Hal yang sama juga di sampaikan T.Miftahuddin sapaan Om Mif, Ketua Harian Objek Wisata Bantayan sekaligus merangkap sebagai kaur pemerintahan gampong tersebut, ia sangat mengharapkan setempat mengharapkan kepedulian pemerintah untuk dapat memasang jaringan listrik ke desa itu.

“kami Pemerintah Gampong Bantayan sudah merealisasi apa yang dibutuhkan oleh masyarakat, salah satunya membuka jalan baru yang menuju ketempat mata pencaharian masyarakat dan lebih kurang 1900 Meter. Dan kendala pada hari ini dijalan tersebut belum ada listrik atau penerangan jalan,” jelasnya.

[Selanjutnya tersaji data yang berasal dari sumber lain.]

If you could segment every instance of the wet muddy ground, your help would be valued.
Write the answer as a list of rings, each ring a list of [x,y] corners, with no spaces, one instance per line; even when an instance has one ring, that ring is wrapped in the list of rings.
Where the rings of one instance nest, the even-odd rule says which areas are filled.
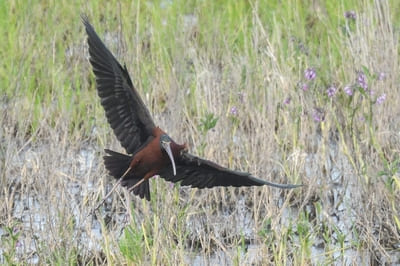
[[[99,168],[102,168],[101,151],[91,146],[73,150],[65,149],[66,156],[62,164],[45,167],[50,163],[46,160],[51,160],[51,156],[48,155],[49,149],[52,147],[27,145],[14,156],[8,157],[6,167],[13,176],[5,177],[10,179],[8,183],[11,185],[5,193],[6,207],[3,206],[3,210],[6,210],[8,219],[18,221],[12,228],[15,233],[18,233],[18,240],[15,243],[16,256],[28,263],[39,263],[38,249],[43,248],[43,243],[55,241],[51,239],[53,234],[49,232],[60,231],[58,227],[63,224],[60,219],[64,219],[65,226],[70,227],[66,233],[73,232],[73,241],[80,250],[88,254],[101,253],[104,248],[102,230],[110,230],[118,239],[129,221],[123,207],[119,206],[116,209],[113,204],[113,201],[118,200],[116,197],[110,197],[100,209],[104,220],[99,221],[96,216],[88,215],[94,206],[88,202],[89,195],[96,193],[99,186],[107,189],[112,186],[110,179],[105,178],[104,169],[99,171]],[[308,215],[315,216],[313,220],[320,224],[308,227],[311,236],[309,241],[312,243],[310,257],[313,264],[326,262],[344,265],[373,264],[375,255],[369,250],[357,248],[354,244],[360,241],[360,236],[356,235],[357,230],[354,229],[362,221],[361,214],[368,212],[363,209],[365,207],[363,204],[359,204],[364,200],[363,191],[360,191],[357,186],[359,180],[356,177],[348,178],[354,173],[346,156],[340,154],[335,144],[330,146],[328,153],[327,162],[324,164],[329,166],[328,169],[321,169],[321,158],[318,158],[316,154],[298,155],[305,161],[307,177],[315,179],[315,186],[324,188],[321,189],[319,198],[304,202],[300,206],[288,206],[279,191],[269,190],[276,197],[274,204],[281,215],[280,222],[287,226],[296,221],[300,208],[306,210]],[[328,171],[328,174],[323,175],[323,171]],[[101,173],[100,176],[98,176],[99,173]],[[328,176],[329,180],[321,180],[320,176]],[[49,186],[43,181],[45,177],[58,180],[55,180],[50,187],[43,188],[43,186]],[[104,184],[104,181],[108,183]],[[189,188],[173,188],[171,185],[168,187],[179,189],[182,198],[190,197]],[[46,193],[49,189],[52,192]],[[126,197],[122,189],[116,194],[122,198]],[[50,195],[55,195],[56,199],[49,199]],[[264,262],[262,253],[265,252],[266,245],[259,241],[262,232],[256,230],[259,227],[255,223],[260,220],[260,217],[255,217],[251,197],[240,193],[235,202],[234,205],[220,203],[218,206],[209,206],[216,208],[210,211],[212,215],[204,209],[207,206],[200,207],[199,205],[197,213],[187,216],[185,219],[186,243],[183,244],[186,248],[185,263],[190,265],[233,265],[236,263],[257,265]],[[135,204],[141,204],[141,202],[136,201]],[[171,208],[170,211],[176,211],[168,206],[168,202],[164,205],[166,209]],[[133,215],[136,215],[135,219],[143,219],[139,212]],[[269,214],[263,213],[263,215]],[[106,227],[102,226],[104,221],[109,222]],[[313,230],[321,230],[324,226],[334,228],[329,231],[329,235],[325,235],[331,239],[330,241],[324,239],[323,232],[313,232]],[[268,226],[265,228],[268,229]],[[299,230],[296,225],[293,228]],[[378,233],[371,232],[371,234]],[[6,228],[0,227],[0,237],[3,240],[8,239],[9,235]],[[212,235],[213,244],[204,243],[204,241],[210,241],[204,238],[206,235]],[[238,239],[240,239],[239,242]],[[299,240],[294,237],[291,241],[293,245],[296,245],[296,241]],[[329,250],[333,250],[329,254],[326,253],[327,242],[330,245]],[[297,244],[302,245],[302,243]],[[204,245],[211,247],[212,250],[204,252],[201,248]],[[382,251],[385,256],[381,256],[380,261],[391,265],[400,263],[400,242],[397,242],[397,245],[396,249],[396,242],[393,242],[392,250]],[[3,252],[6,248],[3,246],[0,251],[2,263],[5,262]]]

Fazal Umri Geuchik Bantayan saat ditemui oleh media ini membenarkan, bahwa desa yang dipimpinya itu tidak ada jaringan listik. salah satu bagian masyarakat kami belum menikmati penerang atau listrik.”Saya sebagai Pemimpin di Bantayan yang mewakili masyarakat, sangat berharap pada pemerintah untuk merealisasikan kebutuhan kami salah satunya adalah listrik, karena disegi perkembangan zaman, jaringan listrik merupakan ialah sebgai kebutuhan primer untuk kelancaran perekonomian masyarakat dalam beraktivitas,”Tutupnya. ( SF ).